Abstract
Influenza infection can affect cardiac function. The recent pandemic of H1N1 influenza A provided an opportunity to study echocardiographic findings in critically ill infected patients.
We hypothesized that critically ill patients with H1N1 infection would have a higher incidence of right and left heart failure than is seen in unselected populations of patients with septic shock and/or Acute Respiratory Distress Syndrome (ARDS).
We retrospectively studied all patients admitted to four ICUs at three hospitals in Salt Lake County, Utah, USA with laboratory-confirmed H1N1 infection in whom a clinical echocardiogram was available.
Twenty-three of 48 patients had qualifying echocardiograms. Right ventricular (RV) dilatation (50–80%) and at least moderate systolic impairment (23%) were common, higher than the range described in general populations with ARDS. Left ventricular systolic dysfunction was present in 17% of patients. No single echocardiographic parameter was associated with 28-day mortality or ventilator-free days to 28 days.

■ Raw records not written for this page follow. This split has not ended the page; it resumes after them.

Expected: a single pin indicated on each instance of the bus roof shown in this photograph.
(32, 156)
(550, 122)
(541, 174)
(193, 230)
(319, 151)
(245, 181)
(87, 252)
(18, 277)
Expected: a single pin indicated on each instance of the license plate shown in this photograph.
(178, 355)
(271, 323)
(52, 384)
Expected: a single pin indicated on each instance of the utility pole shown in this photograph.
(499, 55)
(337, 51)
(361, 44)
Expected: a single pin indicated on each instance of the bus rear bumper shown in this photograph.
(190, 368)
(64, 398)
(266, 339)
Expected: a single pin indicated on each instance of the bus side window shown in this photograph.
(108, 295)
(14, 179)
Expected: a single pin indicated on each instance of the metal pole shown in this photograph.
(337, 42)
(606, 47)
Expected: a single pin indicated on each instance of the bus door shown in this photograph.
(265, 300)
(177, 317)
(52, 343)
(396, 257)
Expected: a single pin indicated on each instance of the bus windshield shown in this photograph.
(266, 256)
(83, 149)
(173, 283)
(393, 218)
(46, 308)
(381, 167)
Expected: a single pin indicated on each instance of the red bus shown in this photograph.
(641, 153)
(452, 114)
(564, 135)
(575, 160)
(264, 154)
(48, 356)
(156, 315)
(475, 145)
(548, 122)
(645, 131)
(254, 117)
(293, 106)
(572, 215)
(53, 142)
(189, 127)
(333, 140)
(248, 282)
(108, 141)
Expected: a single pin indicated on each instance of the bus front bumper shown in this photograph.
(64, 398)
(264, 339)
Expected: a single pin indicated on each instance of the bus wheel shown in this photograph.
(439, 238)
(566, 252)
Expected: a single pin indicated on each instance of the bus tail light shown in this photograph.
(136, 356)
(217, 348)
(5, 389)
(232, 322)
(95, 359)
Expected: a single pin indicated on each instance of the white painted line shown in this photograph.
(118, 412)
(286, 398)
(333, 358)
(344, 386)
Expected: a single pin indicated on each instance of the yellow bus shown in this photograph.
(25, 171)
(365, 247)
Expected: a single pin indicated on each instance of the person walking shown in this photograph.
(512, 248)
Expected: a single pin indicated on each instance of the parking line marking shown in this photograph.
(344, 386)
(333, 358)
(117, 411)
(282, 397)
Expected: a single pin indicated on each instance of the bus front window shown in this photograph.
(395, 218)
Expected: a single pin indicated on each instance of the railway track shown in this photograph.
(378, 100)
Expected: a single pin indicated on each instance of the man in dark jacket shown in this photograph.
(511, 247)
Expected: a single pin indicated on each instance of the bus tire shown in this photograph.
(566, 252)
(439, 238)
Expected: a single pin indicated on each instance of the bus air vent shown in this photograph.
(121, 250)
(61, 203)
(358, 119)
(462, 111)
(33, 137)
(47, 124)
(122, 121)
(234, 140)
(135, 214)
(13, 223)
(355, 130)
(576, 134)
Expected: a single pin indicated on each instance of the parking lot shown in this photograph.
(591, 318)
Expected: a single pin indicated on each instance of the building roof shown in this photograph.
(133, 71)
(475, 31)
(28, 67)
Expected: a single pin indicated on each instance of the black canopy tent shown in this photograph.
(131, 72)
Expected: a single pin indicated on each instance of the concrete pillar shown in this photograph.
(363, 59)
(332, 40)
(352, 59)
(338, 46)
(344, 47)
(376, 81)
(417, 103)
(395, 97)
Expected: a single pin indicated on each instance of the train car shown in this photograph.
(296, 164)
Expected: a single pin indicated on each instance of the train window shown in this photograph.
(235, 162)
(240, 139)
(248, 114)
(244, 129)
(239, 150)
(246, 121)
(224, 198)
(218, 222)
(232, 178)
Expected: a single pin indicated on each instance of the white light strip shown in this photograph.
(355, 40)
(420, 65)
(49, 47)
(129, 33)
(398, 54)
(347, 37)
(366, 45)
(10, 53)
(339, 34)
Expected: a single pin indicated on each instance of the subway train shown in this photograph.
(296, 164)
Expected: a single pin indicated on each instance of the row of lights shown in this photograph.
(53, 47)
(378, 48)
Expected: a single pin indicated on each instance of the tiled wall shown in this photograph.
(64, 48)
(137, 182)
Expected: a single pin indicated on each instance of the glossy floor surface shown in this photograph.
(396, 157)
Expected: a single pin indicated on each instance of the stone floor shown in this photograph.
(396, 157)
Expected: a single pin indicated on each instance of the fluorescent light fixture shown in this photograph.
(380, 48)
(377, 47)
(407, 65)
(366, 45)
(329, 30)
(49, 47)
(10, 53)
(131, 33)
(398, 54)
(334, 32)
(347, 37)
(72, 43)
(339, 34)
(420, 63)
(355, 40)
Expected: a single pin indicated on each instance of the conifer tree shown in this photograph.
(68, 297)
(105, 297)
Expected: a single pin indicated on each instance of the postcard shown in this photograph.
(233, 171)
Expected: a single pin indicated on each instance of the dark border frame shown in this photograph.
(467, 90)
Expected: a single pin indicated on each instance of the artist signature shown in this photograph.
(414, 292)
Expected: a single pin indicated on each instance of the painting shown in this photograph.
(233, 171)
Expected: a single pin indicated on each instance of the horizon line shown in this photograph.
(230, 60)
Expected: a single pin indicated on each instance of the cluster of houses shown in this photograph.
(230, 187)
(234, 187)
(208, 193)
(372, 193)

Critically ill patients with H1N1 infection frequently exhibit right heart dilatation and failure. RV basal dilatation was extremely common. These patients have less left heart failure than expected on the basis of prior descriptions of influenza myopericarditis or of general populations of septic patients.

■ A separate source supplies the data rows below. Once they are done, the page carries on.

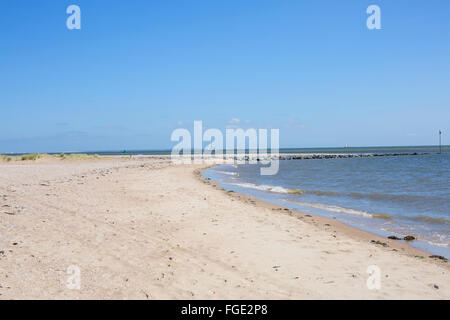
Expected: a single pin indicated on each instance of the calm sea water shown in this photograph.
(393, 195)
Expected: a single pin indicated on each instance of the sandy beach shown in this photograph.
(148, 229)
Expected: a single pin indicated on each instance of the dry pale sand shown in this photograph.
(145, 229)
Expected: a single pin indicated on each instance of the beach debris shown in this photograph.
(439, 257)
(384, 244)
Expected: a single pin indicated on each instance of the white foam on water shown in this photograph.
(332, 208)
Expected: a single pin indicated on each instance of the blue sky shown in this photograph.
(139, 69)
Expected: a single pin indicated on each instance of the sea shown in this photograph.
(391, 195)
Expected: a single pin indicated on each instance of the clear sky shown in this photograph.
(139, 69)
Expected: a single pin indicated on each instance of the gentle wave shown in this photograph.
(278, 189)
(429, 219)
(228, 173)
(338, 209)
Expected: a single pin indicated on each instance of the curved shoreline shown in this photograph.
(351, 231)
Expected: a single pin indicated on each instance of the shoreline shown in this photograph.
(315, 219)
(149, 229)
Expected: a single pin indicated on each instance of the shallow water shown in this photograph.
(406, 195)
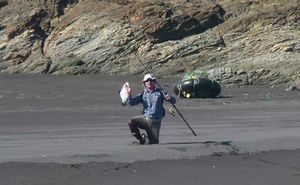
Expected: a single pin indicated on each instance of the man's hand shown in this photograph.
(128, 89)
(167, 97)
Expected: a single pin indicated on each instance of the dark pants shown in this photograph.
(152, 128)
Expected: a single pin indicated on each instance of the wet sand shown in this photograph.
(73, 130)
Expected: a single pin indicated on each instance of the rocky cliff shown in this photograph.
(237, 42)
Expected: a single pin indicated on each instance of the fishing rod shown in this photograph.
(165, 93)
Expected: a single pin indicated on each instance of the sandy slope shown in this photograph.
(62, 129)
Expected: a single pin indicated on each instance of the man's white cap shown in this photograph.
(148, 76)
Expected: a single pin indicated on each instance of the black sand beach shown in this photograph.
(63, 130)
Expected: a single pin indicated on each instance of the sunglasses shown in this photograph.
(149, 80)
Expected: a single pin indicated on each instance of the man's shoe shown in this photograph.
(143, 139)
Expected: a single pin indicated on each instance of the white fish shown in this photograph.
(124, 94)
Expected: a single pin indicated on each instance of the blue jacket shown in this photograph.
(152, 103)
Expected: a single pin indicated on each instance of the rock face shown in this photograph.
(237, 42)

Key-words (MeSH subjects): Acute Respiratory Distress Syndrome, Echocardiography, Heart Failure, Influenza A Virus, Pulmonary Heart Disease
Background
A pandemic of novel H1N1 Influenza A virus (H1N1) recently affected most countries of the world.[1–6] In spring and summer 2009, Salt Lake County, Utah experienced a dramatic surge in intensive care unit admissions for acute cardiopulmonary failure resulting from H1N1 infection.[7] An evolving literature in critical care has begun to describe patterns of cardiac dysfunction in patients with undifferentiated acute respiratory distress syndrome (ARDS) and septic shock. Most of these studies have emphasized relative diastolic dysfunction of both ventricles in patients with septic shock, with a significant minority of patients also demonstrating left ventricular (LV) systolic dysfunction.[8–14] Studies in ARDS have suggested right ventricular (RV) systolic dysfunction and dilatation in a significant minority of patients.[15, 16] In distinction to this critical care literature, the large majority of studies on cardiac dysfunction during influenza infection emphasize myopericarditis. Despite the relative wealth of data on myopericarditis in acute influenza,[17–27] there are no published studies in English of RV findings in life-threatening influenza infection. We reviewed clinical echocardiographic results in our patients to characterize the incidence and extent of right and left heart failure in patients with life-threatening H1N1 infection.
Methods
Study patients were admitted to any of four intensive care units (ICUs) in three academic hospitals in Salt Lake City, Utah, USA. Any patients presenting with symptoms typical of influenza-like illness during the outbreak period (May-June 2009) to participating ICUs were considered to have suspected H1N1. Suspect cases were then confirmed using PCR results of respiratory tract samples, with specific confirmation of the pandemic H1N1 strain at the Utah State laboratory and/or the Centers for Disease Control and Prevention.[28] Of patients with confirmed H1N1, we included those who underwent echocardiography for clinical indications. We excluded patients with known preexisting cardiomyopathy or current pregnancy.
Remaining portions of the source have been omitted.